Oil slipped as the European Union considered a higher-than-expected price cap on Russian crude and signs of a global slowdown increased.

Meanwhile, Bank of America Corp. said its private clients are flocking to bonds and out of stocks amid fears of a looming recession. Bond funds attracted inflows for a 39th straight week, strategists led by Michael Hartnett wrote in a note. The strategists favor holding bonds in the first half of 2023, with stocks becoming more attractive in the last six months of next year.

“We stay bearish risk assets in the first half, set to turn bullish in the second half as narrative shifts from inflation and rate ‘shocks’ of 2022 to recession and credit ‘shocks’ in the first half 2023,” the strategists wrote.

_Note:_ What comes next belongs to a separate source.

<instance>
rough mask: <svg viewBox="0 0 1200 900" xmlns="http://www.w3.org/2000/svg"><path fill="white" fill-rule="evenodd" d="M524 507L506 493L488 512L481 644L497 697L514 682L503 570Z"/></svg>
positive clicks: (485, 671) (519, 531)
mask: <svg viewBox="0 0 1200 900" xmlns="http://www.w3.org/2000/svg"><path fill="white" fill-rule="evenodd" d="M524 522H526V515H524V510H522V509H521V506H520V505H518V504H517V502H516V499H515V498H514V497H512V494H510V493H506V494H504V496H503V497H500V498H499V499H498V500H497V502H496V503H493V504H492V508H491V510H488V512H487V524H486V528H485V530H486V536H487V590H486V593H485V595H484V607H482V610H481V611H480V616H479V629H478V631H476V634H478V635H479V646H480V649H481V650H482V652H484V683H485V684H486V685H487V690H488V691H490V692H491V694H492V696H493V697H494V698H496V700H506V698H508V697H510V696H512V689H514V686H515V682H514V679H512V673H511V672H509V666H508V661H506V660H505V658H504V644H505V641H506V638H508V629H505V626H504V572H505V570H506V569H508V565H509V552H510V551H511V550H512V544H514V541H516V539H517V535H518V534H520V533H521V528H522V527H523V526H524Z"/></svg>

Gold rose for a third day on the Fed minutes. The precious metal has been hurt by the US central bank’s aggressive monetary-tightening policy to curb inflation, which has pushed up bond yields and the dollar and in turn sent bullion tumbling about 16% from its March peak.

In Asian trading, mainland Chinese stocks underperformed as investors weighed the impact of record Covid-19 cases against signs of loosening monetary conditions. Official comments broadcast Wednesday indicated the People’s Bank of China would allow banks to reduce capital reserves to stimulate growth.